Much later I came across a footnote from William Burroughs in Ghost of Chance that seemed to come straight from the Leçons du Mardi:
As any astute physician well knows the progress of disease to the classic symptoms is more the exception than the rule. Any combination of the expected symptoms may be observed, or any corresponding lack of them.
The healing powers of L-DOPA had already pushed me in the direction of neurology but it was my experience at La Salpetrière in Paris that finally sealed my destiny. I seemed to be surrounded by the legendary ghosts of Joseph Babinski, Georges Gilles de la Tourette and Pierre Marie and yet some, like Charcot, still seemed to be alive.
On my return to England in 1974, I started to attend the clinical demonstrations at the National Hospital, Queen Square. Many of the famous names of British neurology taught there on Wednesday afternoons at 4 p.m. and Saturd
ay morning at 10 a.m. to a rapt and incredulous audience. During these séances, silver-tongued senior students led us on a magical journey of inquiry. Some of these great men embellished their teaching with flourishes of showmanship but this was always backed up by a sound knowledge of semiotics. They condensed neurological mysteries into a problem and solution format and provided succinct statements of principle that provided us with a foolproof diagnostic approach that worked well in practice. Most taught off the hoof with no knowledge of the provisional diagnosis. On one occasion a man who had sustained a head injury and could only see half of everything was presented. The registrar then went on to demonstrate the half-field defect before his chief put the patient’s ability to name objects to the test.

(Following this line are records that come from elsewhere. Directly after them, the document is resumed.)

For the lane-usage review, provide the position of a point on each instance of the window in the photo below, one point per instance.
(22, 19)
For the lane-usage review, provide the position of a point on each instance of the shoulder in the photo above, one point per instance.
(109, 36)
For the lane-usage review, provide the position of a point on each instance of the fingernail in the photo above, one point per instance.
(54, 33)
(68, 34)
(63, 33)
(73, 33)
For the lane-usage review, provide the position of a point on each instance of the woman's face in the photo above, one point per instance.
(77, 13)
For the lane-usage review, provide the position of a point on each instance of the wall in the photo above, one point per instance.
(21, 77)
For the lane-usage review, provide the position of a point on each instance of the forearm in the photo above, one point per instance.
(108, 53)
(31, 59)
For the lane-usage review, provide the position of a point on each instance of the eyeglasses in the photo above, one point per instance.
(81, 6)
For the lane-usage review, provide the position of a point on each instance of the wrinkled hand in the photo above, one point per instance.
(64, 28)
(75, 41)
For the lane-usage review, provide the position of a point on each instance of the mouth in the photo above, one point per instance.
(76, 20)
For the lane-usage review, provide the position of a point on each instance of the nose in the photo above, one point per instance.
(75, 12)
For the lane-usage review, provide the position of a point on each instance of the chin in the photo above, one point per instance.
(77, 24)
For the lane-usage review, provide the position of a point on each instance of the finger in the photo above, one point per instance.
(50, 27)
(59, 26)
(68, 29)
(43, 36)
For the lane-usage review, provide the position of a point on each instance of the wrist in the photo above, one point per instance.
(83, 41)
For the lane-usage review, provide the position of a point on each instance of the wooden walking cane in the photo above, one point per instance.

‘What’s this?’ he asked, showing the man a half a crown. Quick as a flash and to gales of laughter the man replied ‘One and threepence’.

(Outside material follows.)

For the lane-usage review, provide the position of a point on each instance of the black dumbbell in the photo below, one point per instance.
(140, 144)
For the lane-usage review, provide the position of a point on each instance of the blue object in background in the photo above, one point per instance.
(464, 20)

When I began my specialist training on ward 5.2 at University College Hospital in the attic of the Cruciform building on Gower Street, British neurology was still a closed shop, with only 370 consultant posts in the whole of the British Isles. It was a highly competitive male-dominated ‘boutique’ speciality and the physicians at The National Hospital still exerted a strong influence on new hospital appointments and standards of good clinical practice throughout the land. Neurological apprenticeship could be compared in length and stringency to that required of a vestal virgin in Ancient Rome. Collective nouns used to describe neurologists included, ‘a synapse’, ‘a battery’ and ‘a twitch’ but the one I liked best was ‘a galaxy’. Many of the founding fathers of London neurology had gained knighthoods and Fellowships of the Royal Society and some had unassailable names like Sir Henry Head and Lord Brain.